An analysis of the remote sensing data collected by Nasa satellites on the changes in vegetation in India during the last 25 years has confirmed the bad news: The growth rate of foodgrain production in India has been stagnant in the last decade, which crop statisticians have been aware of for some time now.

A nine-member team of scientists from Nasa, the Boston University and the Indian Institute of Tropical Meteorology (IITM), Pune, analysed the satellite remote sensing data from 1982-2006.

The IITM conducted an independent study two months ago about the increase in night-time temperature in the country during the last decade and its impact on rice yields. This study is based on changes in vegetation greenness measured using satellite data.

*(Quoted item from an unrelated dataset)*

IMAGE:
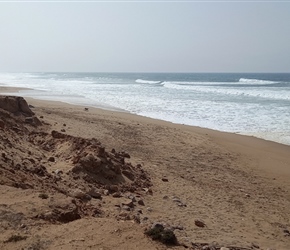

The study found that the growth rate in annually integrated vegetation greenness, a measure of crop growth, has declined significantly in 23% of the water-limited tropic (WLT) cropland area during the last decade.

MS Swaminathan, the architect of India’s green revolution, has called for efforts towards a second green revolution in eastern India to tide over this challenge to the country’s food security. “...We must step up our efforts to promote conservation- and climate-resilient farming in this area, and to derive benefit from the vast untapped production reservoir existing in eastern India,” said Dr Swaminathan in an e-mailed response to ET.

The study covered more than 40 developing countries in water-limited tropics, a region where 1.5 billion people live and depend on local agriculture that is constrained by chronic water shortages, with a focus on India.

“Our analysis shows that the recent stagnation in food production is corroborated by satellite data,” said K Krishna Kumar, senior scientist at IITM and member of the Nasa-funded research.

The Food and Agriculture Organisation (FAO) data shows that the rate of foodgrain production has declined in 31 of the 40 countries between 1996 and 2006. Recent declining growth rates are seen in the main foodgrain producing states in the Indo-Gangetic Plain and in the central portion of the country (Rajasthan, Maharashtra and Karnataka to Andhra Pradesh).

“In India, the main increases in foodgrain production during the past four decades have been realised during the rabi season. Rabi season crops have gone from contributing a third of the food grain production in the mid 1960s to today’s capacity to produce as much as the kharif season on one-third less cropped area,” says the paper published in online journal Remote Sensing in March 2010.

The study expresses fear that the groundwater-based expansion of grain production in India may have reached its limit and a further overexploitation of the aquifers may lead farmers to revert to low productivity crops.